Experimental device and scheme. (a) Photograph of the device chip, whose size is approximately $3\times 3\mathrm{mm}$. The mechanical artificial lattice is located in the middle, while the effective device is less than $100\mu \mathrm{m}$, or $1/(1\times {10}^6)$ of the wavelength of the electromagnetic field of the same characteristic frequency. (b) Scanning electron microscopy of the artificial lattice in false color. The oscillators are clamped silicon beams with a thin layer of gold deposited on top of them. The first oscillation mode of each beam vibrates along the $x$ axis. The magnetic field is applied along the $z$ axis for excitation (input) and detection (output), as indicated by the leftmost and rightmost arrows. Parametric couplings used to program the functionality of the lattice are realized by voltage $V_i(t)$ applied between adjacent beams. (c) The pulse scheme for realization.
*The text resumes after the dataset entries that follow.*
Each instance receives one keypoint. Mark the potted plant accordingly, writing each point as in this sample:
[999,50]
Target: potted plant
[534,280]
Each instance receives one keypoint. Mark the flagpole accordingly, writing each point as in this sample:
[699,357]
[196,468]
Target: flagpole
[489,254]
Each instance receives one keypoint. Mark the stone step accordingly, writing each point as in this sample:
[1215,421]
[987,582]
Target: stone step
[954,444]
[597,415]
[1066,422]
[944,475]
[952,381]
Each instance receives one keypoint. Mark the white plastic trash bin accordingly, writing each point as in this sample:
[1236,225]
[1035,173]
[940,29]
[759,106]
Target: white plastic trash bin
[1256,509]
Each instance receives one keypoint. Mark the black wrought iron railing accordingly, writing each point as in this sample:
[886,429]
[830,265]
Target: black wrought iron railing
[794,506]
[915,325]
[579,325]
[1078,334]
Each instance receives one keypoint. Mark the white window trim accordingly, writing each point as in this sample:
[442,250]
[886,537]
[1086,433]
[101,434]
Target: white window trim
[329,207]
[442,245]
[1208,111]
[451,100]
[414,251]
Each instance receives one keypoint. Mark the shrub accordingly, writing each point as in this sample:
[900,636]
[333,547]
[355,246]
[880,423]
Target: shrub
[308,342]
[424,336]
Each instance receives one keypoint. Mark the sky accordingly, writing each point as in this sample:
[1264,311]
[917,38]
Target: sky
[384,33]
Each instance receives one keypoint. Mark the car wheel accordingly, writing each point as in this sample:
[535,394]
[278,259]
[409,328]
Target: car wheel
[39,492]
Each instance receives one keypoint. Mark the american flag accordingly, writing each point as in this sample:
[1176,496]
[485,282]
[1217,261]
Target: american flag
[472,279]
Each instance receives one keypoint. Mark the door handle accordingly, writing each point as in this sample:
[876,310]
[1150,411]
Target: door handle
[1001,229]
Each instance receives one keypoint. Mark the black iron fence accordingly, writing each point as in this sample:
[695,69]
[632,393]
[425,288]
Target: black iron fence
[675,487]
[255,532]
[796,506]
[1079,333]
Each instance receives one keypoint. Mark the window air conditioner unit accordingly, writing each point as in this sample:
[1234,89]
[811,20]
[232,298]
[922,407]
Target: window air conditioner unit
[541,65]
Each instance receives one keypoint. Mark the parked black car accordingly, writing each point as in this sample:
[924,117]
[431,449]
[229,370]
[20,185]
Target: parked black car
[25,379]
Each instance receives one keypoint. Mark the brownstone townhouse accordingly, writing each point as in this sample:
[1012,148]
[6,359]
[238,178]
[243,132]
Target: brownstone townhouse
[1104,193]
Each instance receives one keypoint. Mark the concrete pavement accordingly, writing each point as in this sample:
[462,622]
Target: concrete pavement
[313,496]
Parametric coupling between beams $i$ and $i+1$ is realized by a continuous pumping wave ${\eta }_i\cos ({\omega }_i^{p}t)$ modulated by the plotted squared wave. The repetition frequencies for all channels are the same $\mathrm{\Omega }$, while a delay $\tau$ is set between adjacent channels.

Figure 4

Results of programmable unidirectionality transduction. (a) A represented frequency response when only two adjacent beams are coupled by continuous pump $d_i(t)=1$. The splitting $\mathrm{\Delta }{\omega }_i$ is used to calibrate the coupling strength (data from beam 7 with input to the coupled beam 6). Dots are measured data and the solid curve is a Lorentz fitting to guide eyes. (b),(c) Same as panel (a) under the same pump strength but with three beams (beams 5, 6, and 7) and four beams (beams 4, 5, 6, and 7) coupled, respectively. (d) The transduction of the lattice with $N=7$ under time-dependent modulation with positive delay; parameters used are $\mathrm{\Theta }=\pi /6$, $\mathrm{\Omega }/2\pi =50\mathrm{Hz}$, and ${\eta }_i\approx 0.001\mathrm{N}/\mathrm{m}$. The backward result is shown on the left, with excitation applied on beam 9 and amplitude measured on beam 3, normalized to response of continuous pump. (e) The same as panel (d) but with negative delay. The isolation is calculated to be 24 dB by using the data shadowed. (f) The same as panel (d) but with continuous drive $d_i(t)=1$.